Mast is the "fruit of forest trees like acorns and other nuts". It is also defined as "the fruit of trees such as beech, and other forms of Fagaceae". Alternatively, it can also refer to "a heap of nuts". The term "mast" comes from the old English word "mæst", meaning the nuts of forest trees that have accumulated on the ground, especially those used as food for fattening domestic pigs.

More generally, mast is considered the edible vegetative or reproductive part produced by woody species of plants, i.e. trees and shrubs, that wildlife species and some domestic animals consume. It comes in two forms.

Tree species such as oak, hickory, and beech produce a hard mast—acorns, hickory nuts, and beechnuts. It has been traditional to turn pigs loose into forests to fatten on this form of mast. Also branch tips of the latest year's growth are eaten by some wildlife, such as deer.

Other tree and shrub species produce a soft mast—leaf buds, catkins, true berries, drupes, and rose hips.

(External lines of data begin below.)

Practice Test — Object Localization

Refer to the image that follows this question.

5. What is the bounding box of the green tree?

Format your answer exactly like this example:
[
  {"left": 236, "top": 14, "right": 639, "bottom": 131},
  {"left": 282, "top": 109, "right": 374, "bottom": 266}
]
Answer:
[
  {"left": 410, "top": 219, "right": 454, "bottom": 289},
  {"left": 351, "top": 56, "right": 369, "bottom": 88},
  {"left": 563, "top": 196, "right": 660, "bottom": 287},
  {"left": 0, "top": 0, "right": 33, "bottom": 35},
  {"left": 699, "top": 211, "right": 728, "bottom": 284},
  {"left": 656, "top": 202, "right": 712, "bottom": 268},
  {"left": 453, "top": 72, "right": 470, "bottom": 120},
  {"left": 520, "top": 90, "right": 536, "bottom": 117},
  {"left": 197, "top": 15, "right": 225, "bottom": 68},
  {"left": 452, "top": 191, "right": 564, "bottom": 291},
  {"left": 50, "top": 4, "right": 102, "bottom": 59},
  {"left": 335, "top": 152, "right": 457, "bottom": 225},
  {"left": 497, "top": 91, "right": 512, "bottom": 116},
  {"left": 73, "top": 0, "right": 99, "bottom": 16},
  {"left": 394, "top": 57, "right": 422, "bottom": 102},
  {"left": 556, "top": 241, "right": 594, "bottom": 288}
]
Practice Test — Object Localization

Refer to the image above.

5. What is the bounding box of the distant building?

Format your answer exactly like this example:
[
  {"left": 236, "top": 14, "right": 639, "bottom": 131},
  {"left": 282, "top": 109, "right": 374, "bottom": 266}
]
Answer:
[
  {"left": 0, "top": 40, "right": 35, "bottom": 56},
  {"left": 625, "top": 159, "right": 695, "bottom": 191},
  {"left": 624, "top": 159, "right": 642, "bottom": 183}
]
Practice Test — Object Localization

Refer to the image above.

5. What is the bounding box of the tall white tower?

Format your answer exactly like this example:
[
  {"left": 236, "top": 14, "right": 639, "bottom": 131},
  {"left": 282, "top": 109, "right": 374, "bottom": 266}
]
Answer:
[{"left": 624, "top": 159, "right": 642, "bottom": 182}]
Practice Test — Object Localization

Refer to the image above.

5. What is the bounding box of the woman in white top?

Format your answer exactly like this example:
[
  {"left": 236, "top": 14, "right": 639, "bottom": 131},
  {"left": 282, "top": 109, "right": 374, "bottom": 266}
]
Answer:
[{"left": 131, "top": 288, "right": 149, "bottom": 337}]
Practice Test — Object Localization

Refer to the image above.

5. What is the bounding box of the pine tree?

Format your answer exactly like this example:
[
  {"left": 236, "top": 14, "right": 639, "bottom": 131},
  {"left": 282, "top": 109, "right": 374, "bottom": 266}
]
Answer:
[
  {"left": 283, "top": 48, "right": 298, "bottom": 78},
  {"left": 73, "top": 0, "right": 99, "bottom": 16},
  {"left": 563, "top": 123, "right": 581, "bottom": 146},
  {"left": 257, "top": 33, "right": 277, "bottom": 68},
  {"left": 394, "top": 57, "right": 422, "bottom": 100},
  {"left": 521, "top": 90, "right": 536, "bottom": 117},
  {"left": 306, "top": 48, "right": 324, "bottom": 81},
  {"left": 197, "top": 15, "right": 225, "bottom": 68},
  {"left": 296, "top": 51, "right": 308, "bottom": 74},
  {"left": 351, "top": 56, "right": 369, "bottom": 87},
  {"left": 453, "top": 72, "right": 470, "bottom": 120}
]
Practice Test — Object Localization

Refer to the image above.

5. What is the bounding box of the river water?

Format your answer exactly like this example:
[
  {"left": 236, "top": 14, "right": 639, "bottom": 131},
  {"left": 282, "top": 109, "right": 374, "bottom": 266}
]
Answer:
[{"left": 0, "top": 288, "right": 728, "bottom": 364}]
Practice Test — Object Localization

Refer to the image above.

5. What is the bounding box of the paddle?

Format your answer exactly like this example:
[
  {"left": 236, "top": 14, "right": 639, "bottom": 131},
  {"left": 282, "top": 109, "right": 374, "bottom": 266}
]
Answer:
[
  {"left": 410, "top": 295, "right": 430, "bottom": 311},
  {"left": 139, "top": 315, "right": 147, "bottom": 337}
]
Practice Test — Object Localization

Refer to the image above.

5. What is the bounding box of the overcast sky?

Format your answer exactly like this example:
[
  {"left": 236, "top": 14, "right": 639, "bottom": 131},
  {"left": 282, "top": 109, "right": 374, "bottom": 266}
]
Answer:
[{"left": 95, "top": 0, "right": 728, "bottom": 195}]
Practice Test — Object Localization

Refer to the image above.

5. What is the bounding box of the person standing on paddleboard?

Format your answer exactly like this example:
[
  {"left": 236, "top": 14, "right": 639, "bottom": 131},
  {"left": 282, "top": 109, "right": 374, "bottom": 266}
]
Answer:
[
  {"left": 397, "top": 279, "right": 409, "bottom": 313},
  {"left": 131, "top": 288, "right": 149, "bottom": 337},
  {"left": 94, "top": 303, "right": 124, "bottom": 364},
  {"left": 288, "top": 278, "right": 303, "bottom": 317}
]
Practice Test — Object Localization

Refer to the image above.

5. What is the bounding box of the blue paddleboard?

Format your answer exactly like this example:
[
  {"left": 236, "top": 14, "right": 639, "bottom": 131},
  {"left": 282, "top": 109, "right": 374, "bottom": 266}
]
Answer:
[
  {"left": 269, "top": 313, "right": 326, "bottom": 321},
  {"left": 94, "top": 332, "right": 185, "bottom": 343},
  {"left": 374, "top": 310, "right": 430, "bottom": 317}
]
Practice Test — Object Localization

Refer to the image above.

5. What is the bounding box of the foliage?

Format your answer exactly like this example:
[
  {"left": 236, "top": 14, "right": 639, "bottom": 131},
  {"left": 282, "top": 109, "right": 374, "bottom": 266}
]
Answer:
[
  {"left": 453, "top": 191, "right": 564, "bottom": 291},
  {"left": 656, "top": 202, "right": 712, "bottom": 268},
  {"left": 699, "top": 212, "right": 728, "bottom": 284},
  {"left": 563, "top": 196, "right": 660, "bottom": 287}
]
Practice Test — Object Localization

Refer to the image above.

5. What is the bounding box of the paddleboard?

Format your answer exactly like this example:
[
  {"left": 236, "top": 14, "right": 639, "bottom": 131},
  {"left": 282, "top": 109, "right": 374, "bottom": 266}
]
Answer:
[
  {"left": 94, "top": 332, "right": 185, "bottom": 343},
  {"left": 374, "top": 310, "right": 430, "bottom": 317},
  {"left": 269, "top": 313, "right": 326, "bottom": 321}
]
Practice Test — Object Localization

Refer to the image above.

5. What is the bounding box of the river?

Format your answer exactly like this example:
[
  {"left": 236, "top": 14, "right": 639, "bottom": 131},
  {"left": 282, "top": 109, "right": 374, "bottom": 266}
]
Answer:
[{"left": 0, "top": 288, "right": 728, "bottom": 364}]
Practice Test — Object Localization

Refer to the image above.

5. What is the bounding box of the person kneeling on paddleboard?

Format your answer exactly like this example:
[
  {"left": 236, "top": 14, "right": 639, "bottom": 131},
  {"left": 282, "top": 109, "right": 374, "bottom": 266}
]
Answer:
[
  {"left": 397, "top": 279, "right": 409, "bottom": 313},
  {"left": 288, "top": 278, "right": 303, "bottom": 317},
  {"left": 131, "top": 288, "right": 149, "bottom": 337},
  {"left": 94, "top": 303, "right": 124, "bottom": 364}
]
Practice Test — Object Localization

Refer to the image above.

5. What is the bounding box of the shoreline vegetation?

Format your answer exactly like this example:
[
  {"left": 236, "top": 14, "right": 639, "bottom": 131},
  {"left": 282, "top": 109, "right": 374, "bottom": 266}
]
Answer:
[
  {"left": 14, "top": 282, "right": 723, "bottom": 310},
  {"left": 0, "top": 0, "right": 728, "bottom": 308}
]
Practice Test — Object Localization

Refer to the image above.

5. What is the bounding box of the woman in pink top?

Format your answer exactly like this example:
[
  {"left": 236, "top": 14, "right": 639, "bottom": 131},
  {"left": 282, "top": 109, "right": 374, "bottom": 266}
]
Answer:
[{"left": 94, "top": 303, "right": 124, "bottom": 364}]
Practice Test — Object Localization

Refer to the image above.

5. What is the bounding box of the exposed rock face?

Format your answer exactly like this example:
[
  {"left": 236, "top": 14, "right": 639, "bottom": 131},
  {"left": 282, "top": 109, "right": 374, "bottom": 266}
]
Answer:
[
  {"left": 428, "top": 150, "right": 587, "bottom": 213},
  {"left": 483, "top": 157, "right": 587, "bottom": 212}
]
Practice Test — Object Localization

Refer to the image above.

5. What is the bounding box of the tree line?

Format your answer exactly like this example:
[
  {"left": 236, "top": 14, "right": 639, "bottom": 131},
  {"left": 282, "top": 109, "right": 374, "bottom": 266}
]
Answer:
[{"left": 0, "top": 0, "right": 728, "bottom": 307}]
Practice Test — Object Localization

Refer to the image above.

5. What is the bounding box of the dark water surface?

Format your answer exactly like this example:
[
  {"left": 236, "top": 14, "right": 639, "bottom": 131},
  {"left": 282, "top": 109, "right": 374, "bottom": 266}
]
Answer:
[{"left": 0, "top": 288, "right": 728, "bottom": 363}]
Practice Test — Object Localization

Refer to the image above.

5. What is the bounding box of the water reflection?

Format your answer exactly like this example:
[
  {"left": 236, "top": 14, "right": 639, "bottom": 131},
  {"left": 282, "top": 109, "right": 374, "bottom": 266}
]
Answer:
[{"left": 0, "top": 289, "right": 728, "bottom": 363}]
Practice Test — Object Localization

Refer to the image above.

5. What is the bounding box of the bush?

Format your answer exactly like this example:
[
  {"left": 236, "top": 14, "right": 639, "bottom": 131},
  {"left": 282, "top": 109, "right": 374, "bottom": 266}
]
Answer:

A mast year is a year in which much more mast than usual is produced. The phrase originally applied solely to trees, like oak trees, that produce fruit useful for feeding farm animals.

Mast seeding or masting is a mass-seeding phenomenon exhibited by some species of plants, which can be defined as "synchronous production of seed at long intervals by a population of plants". Masting, in the strict sense of the term, occurs only in monocarpic (or semelparous) species, whose members reproduce only once during their lifetime, then die.